What good leaders should never do

What good leaders should never do

The leadership position goes hand in hand with great responsibility.

People look at you as a role model and accept everything you do as a benchmark for professionalism. If you do not pay enough attention to your words and actions, you risk losing the respect and trust of your employees. Here are some things a leader should never do:

To become addicted to power

Even if you have a lot of power over the people you lead, that doesn’t mean you have to rub their noses. If you want to be a liked leader, you need to learn to rely more on communication and mutual trust instead of orders and authoritarianism.

To attribute other people’s achievements

Leaders and bosses who present the success of their team as their achievements alienate their employees and make effective cooperation with them an unattainable goal. In these cases, people choose between two options – either to significantly reduce the effort they put into their work, or to begin to undermine the reputation of their leader. In such a situation there are no winners.

To have favorites

If you have ever witnessed blatant favoritism in the workplace, you know very well how harmful it can be. There are very few things that can have a stronger demotivating effect than your ideas and suggestions being ignored by your boss at the expense of those expressed by his pet. As a leader, you need to treat all your employees in the same way and pay attention to the problems, needs, and desires of each member of your team. Otherwise, the work becomes a game in which no one wants to participate.
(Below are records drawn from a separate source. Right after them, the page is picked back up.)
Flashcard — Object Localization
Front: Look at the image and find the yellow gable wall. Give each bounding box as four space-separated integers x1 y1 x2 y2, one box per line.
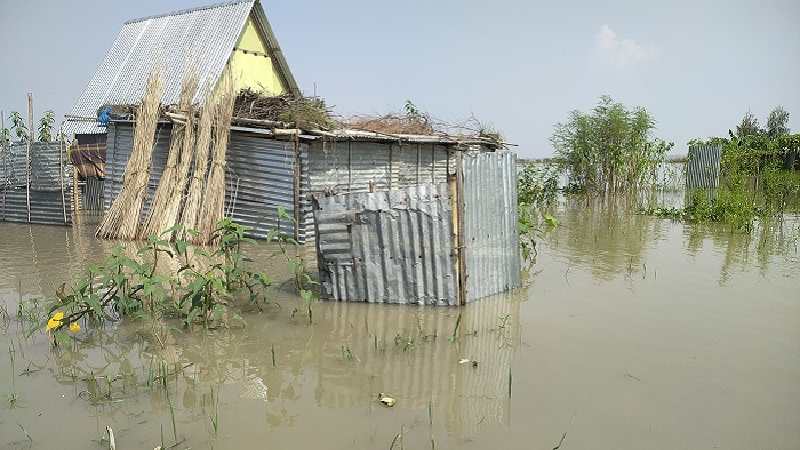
229 17 286 95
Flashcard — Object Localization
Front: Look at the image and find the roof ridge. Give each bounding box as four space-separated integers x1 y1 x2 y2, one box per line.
123 0 256 25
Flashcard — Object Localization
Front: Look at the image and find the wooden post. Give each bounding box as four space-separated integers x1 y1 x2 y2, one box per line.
0 110 8 221
25 92 36 223
58 136 67 225
25 92 34 223
294 135 303 242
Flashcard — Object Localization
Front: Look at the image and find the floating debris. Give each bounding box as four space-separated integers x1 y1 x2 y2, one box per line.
378 392 397 408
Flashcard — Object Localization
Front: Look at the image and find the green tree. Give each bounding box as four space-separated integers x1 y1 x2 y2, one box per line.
736 111 764 139
39 111 56 142
8 111 29 142
767 105 789 139
550 96 672 192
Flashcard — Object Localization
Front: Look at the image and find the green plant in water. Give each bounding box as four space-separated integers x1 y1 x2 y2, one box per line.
42 219 270 345
267 206 319 324
517 163 560 264
8 111 30 142
642 129 800 232
8 340 18 408
39 111 56 142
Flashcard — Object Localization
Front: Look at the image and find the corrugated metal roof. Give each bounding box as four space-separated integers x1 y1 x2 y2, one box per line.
65 0 299 135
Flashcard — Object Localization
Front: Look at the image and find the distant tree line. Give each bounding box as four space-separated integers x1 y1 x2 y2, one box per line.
550 96 673 193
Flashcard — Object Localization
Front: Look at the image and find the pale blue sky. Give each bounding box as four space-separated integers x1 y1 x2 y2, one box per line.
0 0 800 157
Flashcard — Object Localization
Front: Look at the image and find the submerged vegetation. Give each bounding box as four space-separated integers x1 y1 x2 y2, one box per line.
517 163 560 265
550 96 673 193
643 107 800 232
41 218 314 344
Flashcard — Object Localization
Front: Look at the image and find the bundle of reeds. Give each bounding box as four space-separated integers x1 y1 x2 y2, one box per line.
198 77 235 244
180 95 215 239
95 70 163 240
139 75 197 239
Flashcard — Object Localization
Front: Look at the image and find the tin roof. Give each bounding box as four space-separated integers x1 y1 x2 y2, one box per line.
64 0 300 135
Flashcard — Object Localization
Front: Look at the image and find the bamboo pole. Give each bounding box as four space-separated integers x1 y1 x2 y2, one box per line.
25 92 34 223
58 136 67 225
456 151 468 305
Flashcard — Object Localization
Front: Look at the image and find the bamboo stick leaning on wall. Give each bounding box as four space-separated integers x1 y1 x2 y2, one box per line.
180 89 214 237
139 75 197 239
198 76 235 244
58 137 67 225
95 70 164 240
25 92 36 223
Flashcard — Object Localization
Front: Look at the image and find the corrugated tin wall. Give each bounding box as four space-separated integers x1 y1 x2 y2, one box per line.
301 140 456 246
686 144 722 189
0 142 72 225
462 151 521 302
314 183 458 305
104 123 296 238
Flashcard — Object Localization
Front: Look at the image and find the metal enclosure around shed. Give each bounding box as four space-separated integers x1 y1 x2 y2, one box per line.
314 151 521 305
0 142 73 226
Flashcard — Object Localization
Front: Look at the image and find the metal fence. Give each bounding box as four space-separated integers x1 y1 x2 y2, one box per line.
686 144 722 189
0 142 72 225
314 152 521 305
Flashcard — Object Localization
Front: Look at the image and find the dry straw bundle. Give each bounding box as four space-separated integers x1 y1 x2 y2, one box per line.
180 89 215 237
139 75 197 239
197 77 235 244
96 70 163 240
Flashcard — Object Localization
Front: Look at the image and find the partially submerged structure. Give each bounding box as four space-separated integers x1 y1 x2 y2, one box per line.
104 119 498 243
67 0 519 305
64 0 301 163
0 142 73 225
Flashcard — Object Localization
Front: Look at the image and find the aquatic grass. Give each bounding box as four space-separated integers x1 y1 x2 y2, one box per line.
450 311 462 342
8 339 19 408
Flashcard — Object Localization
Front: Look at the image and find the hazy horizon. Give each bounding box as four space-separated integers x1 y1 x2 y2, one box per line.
0 0 800 158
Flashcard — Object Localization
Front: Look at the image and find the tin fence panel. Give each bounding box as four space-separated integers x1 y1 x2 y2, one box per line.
686 144 722 189
462 151 521 302
0 142 72 225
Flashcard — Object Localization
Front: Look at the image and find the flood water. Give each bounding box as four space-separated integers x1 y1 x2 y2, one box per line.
0 200 800 450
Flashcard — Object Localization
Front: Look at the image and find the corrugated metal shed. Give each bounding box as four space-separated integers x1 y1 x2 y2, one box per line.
462 151 521 302
686 144 722 189
301 140 459 242
64 0 300 135
314 183 458 305
314 151 521 305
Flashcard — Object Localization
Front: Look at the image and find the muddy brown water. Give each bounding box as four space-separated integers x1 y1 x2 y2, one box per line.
0 202 800 450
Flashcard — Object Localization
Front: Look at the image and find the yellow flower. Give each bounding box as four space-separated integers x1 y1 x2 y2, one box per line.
47 311 64 331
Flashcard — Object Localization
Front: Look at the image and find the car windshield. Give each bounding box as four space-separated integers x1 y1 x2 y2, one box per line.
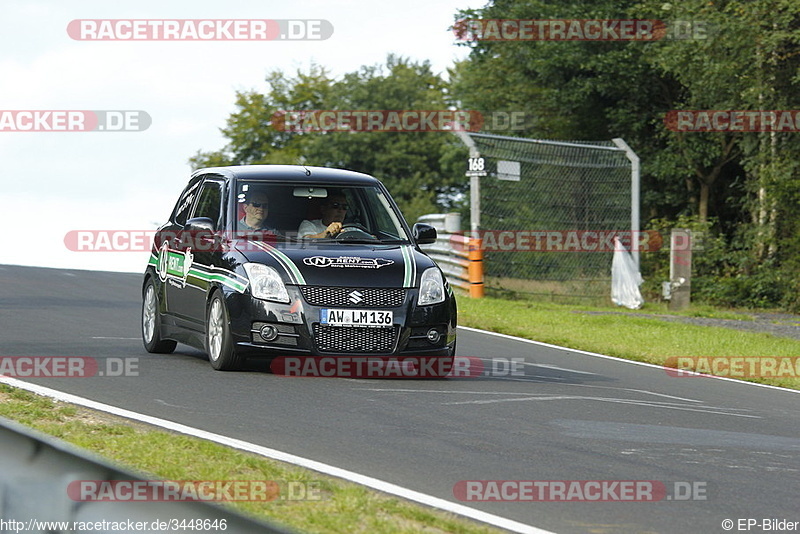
236 181 409 244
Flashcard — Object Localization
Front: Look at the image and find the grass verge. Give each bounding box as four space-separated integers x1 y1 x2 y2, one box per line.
0 384 504 534
458 297 800 389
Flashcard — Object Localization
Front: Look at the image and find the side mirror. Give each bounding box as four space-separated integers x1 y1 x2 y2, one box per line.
411 223 436 245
To waste the time of others

Some bosses call and send messages to their employees at any time of the day. They have a habit of interrupting family dinners and afternoon naps over the weekend with tasks they want to do right now. Leaders who do this show their employees that they do not respect their time.

To be a micromanager

You will recognize the boss, who is a maniac on the subject of control, by his constant need to interfere in every aspect of the work of all his employees. He is never happy with what others have achieved because he believes he can do better than them. Micro-managers do not let people do the job they were assigned to do.

To lie

Leaders need to tell the truth, even when it is not pleasant. Lies always catch up with the person who tells them, so there’s no point in trying to cover up something that will come out sooner or later. If you are caught lying, you will lose the trust of your employees forever.

To humiliate people

Perhaps the worst type of leader is one who tries to strengthen his position over others by belittling their successes and making them feel insignificant and incompetent. This is the complete opposite of a good leader who tries to motivate and inspire his employees – to make them believe that they can achieve even the impossible.